Permanent Representative of Somalia to the United Nations
- In office October 2005 – November 2016
- Preceded by: Ahmed Hashi
- Succeeded by: Yusuf Garaad Omar

Personal details
- Born: 1935 (age 90–91) Buloburde, Hiran, Somalia

= Elmi Ahmed Duale =

Elmi Ahmed Duale (born 1935; Cilmi Axmed Ducaale, علمي أحمد دوعاله) is a Somali physician, diplomat and politician.

==Biography==
Duale was born in Bulo-Burte (Hiran), Somalia in 1935. He graduated from the Sapienza University of Rome in 1960 with a Doctor of Medicine. From 1963 to 1968, he served as Director General of Somalia's Ministry of Health.

In 1969, Duale was elected to the Parliament of Somalia, and was selected as Foreign Minister in this government. From 1970 to 1973, he and the other members of the Cabinet were imprisoned by Siad Barre after Barre assumed power following a coup d'état.

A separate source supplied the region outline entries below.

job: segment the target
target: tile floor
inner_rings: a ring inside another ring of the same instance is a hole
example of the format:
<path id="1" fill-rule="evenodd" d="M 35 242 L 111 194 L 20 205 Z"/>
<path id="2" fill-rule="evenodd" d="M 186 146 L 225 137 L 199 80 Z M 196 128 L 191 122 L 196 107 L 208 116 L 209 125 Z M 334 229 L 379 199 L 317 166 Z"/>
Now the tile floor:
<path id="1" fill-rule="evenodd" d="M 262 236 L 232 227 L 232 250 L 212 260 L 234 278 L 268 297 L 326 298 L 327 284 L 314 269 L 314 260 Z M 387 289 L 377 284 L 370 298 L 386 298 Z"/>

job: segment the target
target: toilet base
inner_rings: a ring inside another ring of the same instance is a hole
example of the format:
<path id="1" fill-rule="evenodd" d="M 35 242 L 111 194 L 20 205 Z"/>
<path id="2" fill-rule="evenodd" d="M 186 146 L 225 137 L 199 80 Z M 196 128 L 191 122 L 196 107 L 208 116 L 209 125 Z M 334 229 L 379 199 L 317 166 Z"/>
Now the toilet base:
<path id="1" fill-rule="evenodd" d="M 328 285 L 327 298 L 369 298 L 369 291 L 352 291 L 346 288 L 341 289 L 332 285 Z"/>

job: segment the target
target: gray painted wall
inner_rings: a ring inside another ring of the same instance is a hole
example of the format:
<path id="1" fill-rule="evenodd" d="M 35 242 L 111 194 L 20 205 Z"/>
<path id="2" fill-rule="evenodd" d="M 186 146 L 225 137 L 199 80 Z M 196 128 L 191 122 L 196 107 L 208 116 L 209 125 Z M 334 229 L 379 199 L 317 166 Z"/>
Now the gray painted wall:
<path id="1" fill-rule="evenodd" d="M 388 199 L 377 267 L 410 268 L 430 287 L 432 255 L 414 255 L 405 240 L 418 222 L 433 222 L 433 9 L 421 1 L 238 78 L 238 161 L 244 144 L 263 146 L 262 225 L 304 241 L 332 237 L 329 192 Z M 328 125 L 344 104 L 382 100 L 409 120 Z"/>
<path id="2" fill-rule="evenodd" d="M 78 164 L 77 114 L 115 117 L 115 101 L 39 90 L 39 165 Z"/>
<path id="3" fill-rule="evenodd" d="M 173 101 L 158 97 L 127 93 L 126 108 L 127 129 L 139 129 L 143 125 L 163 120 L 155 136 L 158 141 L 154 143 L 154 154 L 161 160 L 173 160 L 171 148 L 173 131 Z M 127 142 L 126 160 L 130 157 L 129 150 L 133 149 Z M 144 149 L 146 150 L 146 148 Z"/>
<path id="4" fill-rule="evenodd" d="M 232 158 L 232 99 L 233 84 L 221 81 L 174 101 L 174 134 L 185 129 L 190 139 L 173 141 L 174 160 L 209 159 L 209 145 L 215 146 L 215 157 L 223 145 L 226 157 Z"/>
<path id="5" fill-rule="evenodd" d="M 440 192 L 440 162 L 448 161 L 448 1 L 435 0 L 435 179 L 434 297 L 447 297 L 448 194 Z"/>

In 1974, Duale joined the World Health Organization (WHO), where he worked for 30 years. He has been the WHO Team Leader of the Programme Coordinator for Nigeria, the WHO Representative for Tanzania and Eritrea, and the WHO Public Health Consultant in Dar es Salaam.

In 2005, he became the Permanent Representative of Somalia to the United Nations in New York City and held the position for 11 years until late 2016.